Martin Scorsese’s The Irishman is set to premiere on opening night of the 57th New York Film Festival (NYFF), according to filmlinc. The anticipated movie, written by Steven Zaillian, will then launch this fall on Netflix and in select theaters. The New York Film Festival runs from September 27-October 13. The Irishman‘s world premiere will take place at Alice Tully Hall on Friday, September 27.
The Irishman stars Robert De Niro as Frank Sheeran, a labor union leader and alleged hitman for the Bufalino crime family, and Al Pacino as Jimmy Hoffa. Joe Pesci, Anna Paquin, Bobby Cannavale, Harvey Keitel, and Ray Romano also star.
The Irishman is based on the Charles Brandt novel I Heard You Paint Houses: Frank “The Irishman” Sheeran & Closing the Case on Jimmy Hoffa, which is officially described as follows:
“I heard you paint houses” are the first words Jimmy Hoffa ever spoke to Frank “the Irishman” Sheeran. To paint a house is to kill a man. The paint is the blood that splatters on the walls and floors. In the course of nearly five years of recorded interviews, Frank Sheeran confessed to Charles Brandt that he handled more than twenty-five hits for the mob, and for his friend Hoffa.
Sheeran learned to kill in the U.S. Army, where he saw an astonishing 411 days of active combat duty in Italy during World War II. After returning home he became a hustler and hit man, working for legendary crime boss Russell Bufalino. Eventually Sheeran would rise to a position of such prominence that in a RICO suit then-U.S. Attorney Rudy Giuliani would name him as one of only two non-Italians on a list of 26 top mob figures.
When Bufalino ordered Sheeran to kill Hoffa, the Irishman did the deed, knowing that if he had refused he would have been killed himself.

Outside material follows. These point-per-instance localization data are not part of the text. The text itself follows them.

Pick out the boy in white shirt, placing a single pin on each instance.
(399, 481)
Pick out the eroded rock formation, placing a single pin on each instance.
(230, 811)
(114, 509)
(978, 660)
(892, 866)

Sheeran’s important and fascinating story includes new information on other famous murders including those of Joey Gallo and JFK, and provides rare insight to a chapter in American history. Charles Brandt has written a page-turner that has become a true crime classic.
“The Irishman is so many things: rich, funny, troubling, entertaining and, like all great movies, absolutely singular,” said New York Film Festival Director and Selection Committee Chair Kent Jones. “It’s the work of masters, made with a command of the art of cinema that I’ve seen very rarely in my lifetime, and it plays out at a level of subtlety and human intimacy that truly stunned me. All I can say is that the minute it was over my immediate reaction was that I wanted to watch it all over again.”
“It’s an incredible honor that The Irishman has been selected as the Opening Night of the New York Film Festival. I greatly admire the bold and visionary selections that the festival presents to audiences year after year,” said Martin Scorsese. “The festival is critical to bringing awareness to cinema from around the world. I am grateful to have the opportunity to premiere my new picture in New York alongside my wonderful cast and crew.”